Whatever is easier for you to do. I have no preference in shipping providers. I was hoping to have it by early next week. I'll have a roll of chain to make loops for it.


----------



## Work Saw Collector (Dec 9, 2010)

mdavlee said:


> I like the .063 better for bars from 28" and up. It seems to not wander as much in the cuts for some reason.



I have a 36" .050 and just got a 36" .063 I have not run it yet, can't wait to see if there is a differance.


----------



## Slamm (Dec 9, 2010)

mdavlee said:


> Whatever is easier for you to do. I have no preference in shipping providers. I was hoping to have it by early next week. I'll have a roll of chain to make loops for it.

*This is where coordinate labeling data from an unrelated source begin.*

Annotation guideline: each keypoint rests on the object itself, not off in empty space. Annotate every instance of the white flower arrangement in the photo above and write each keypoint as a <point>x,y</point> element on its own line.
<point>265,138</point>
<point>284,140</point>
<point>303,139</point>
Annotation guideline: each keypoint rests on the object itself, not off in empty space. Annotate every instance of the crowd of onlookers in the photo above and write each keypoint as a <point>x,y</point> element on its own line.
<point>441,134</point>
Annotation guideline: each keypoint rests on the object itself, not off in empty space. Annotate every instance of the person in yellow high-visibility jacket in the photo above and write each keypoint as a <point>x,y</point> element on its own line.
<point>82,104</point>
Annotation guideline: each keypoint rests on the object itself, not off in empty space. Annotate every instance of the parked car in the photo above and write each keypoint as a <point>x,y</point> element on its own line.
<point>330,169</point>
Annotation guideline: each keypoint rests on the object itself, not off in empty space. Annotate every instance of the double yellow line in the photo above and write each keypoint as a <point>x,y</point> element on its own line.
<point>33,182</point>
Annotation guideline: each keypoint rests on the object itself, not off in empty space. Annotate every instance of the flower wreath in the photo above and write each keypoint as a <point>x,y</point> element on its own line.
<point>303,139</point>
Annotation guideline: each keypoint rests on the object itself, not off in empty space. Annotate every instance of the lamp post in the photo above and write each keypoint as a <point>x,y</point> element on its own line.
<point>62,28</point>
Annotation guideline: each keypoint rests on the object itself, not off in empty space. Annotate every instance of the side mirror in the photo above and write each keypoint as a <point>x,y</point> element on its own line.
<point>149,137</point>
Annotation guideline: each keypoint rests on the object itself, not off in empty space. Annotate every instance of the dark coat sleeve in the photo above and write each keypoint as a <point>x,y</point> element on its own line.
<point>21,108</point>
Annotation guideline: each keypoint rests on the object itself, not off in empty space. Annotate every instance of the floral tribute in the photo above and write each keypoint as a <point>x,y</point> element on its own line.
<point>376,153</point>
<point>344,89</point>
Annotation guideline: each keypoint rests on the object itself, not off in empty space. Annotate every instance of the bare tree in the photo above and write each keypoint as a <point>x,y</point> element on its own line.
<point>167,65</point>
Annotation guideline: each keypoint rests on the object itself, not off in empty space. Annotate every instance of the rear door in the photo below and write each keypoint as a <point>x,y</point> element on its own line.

As soon as it comes in Karen will get it shipped to you, I'm guessing postal will be cheaper. As cheap as the bars are the shipping doesn't hurt it much.

Sam


----------



## mdavlee (Dec 9, 2010)

Priority mail is faster a lot of the time. The price is great even with the shipping.


----------



## Gologit (Dec 9, 2010)

After you guys have used those bars for a while let us know what you think of them.

I'd like to know if they hold up better than the Oregon RW.


----------



## blsnelling (Dec 9, 2010)

If anyone can get a 28" .050" bar, I'd love to get one. That's PN 3003 000 2238.


----------



## mdavlee (Dec 9, 2010)

It sounds like there on backorder everywhere. I was hoping to have one by next week for me. I know madsens has some 32" but you have to get someone to go in and buy it then ship it to you.


----------



## Slamm (Dec 9, 2010)

blsnelling said:


> If anyone can get a 28" .050" bar, I'd love to get one. That's PN 3003 000 2238.



Brad, I orderd 2 of that size you can have one if you want, and I'll just get another one. I thought we were going to be in bigger timber, but we aren't. I ordered them at the beginning of this thread and they should be in soon. But I think we have the same distributor, so not sure how that works, cause you could get the 261 before we could, our distributor is in Ohio.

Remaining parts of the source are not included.